Outro problema identificado no relatório é o impacto que uma flexibilização do mercado de trabalho pode ter nos níveis de desigualdade. O FMI diz que “a suavização da regulação nos mercados de trabalho está associada com uma desigualdade no mercado e um peso do rendimento dos 10% mais ricos mais elevada”, explicando que “a flexibilidade do mercado de trabalho beneficia os ricos e reduz o preço de negociação dos trabalhadores de mais baixos rendimentos”.

Esta conclusão surpreende porque o FMI tem, em vários países incluindo Portugal, aconselhado os governos a adoptarem medidas que aumentem a flexibilidade dos seus mercados de trabalho. Neste relatório, quando chega o momento de efectuar recomendações de política para reduzir a desigualdade e assim fortalecer o crescimento de médio prazo, o FMI é ainda assim prudente: “Políticas para o mercado de trabalho e instituições bem desenhadas podem reduzir a desigualdade e, ao mesmo tempo, não ser um problema para a eficiência”. É aconselhado que os governos corrijam “imperfeições”, que definam salários mínimos de forma apropriada e que assumam despesas em políticas activas de emprego bem definidas.

O FMI também aponta como motivo para o agravamento da desigualdade as alterações operadas em vários países nos seus sistemas fiscais, que se terão tornado menos progressivos.
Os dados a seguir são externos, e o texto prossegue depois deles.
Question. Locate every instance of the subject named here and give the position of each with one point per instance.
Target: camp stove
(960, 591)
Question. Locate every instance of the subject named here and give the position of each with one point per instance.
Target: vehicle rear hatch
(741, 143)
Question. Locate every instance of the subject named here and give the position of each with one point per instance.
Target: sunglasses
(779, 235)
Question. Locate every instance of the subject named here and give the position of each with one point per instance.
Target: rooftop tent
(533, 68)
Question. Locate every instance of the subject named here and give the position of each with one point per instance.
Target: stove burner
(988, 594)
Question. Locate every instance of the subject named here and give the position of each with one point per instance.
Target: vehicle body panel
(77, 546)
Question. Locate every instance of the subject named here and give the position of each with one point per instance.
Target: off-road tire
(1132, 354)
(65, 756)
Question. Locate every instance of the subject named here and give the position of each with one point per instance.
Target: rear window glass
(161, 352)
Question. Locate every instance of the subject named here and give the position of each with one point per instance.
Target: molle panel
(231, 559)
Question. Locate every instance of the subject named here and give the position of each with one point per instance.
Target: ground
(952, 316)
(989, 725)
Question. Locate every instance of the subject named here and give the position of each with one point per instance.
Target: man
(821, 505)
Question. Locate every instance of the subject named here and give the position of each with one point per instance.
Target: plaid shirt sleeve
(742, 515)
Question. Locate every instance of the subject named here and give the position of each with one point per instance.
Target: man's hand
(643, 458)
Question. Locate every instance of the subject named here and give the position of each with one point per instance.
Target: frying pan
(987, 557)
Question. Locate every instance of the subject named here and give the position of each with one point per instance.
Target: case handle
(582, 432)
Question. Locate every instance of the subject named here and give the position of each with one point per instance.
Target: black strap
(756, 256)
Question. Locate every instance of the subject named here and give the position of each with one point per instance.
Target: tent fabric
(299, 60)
Isto faz com que, para além do aumento da desigualdade nos rendimentos brutos, se sinta ainda mais um agravamento nos rendimentos líquidos, isto é, depois de cobrados os impostos. Em muitos países, incluindo Portugal, os impostos indirectos têm vindo a ganhar força em relação aos impostos directos, que normalmente têm características mais acentuadas de progressividade.

“A política fiscal já desempenha um papel significativo a enfrentar a desigualdade de rendimento em muitas economias avançadas, mas esse papel redistributivo da política fiscal pode ser reforçado através de uma maior importância para os impostos sobre a fortuna e a propriedade, de uma tributação mais progressiva dos rendimentos, da redução das oportunidades para a fuga aos impostos, de uma melhor escolha dos benefícios sociais, ao mesmo tempo que se minimizam os custos de eficiência”, defende o FMI.

Apesar de todas estas recomendações para reduzir a desigualdade, o relatório publicado pelo Fundo tem o cuidado de salientar que “não há uma receita única para todos os países”. “A natureza das políticas apropriadas varia necessariamente entre os países e precisa de levar em conta as políticas e os enquadramentos institucionais específicos de cada economia”, diz o FMI.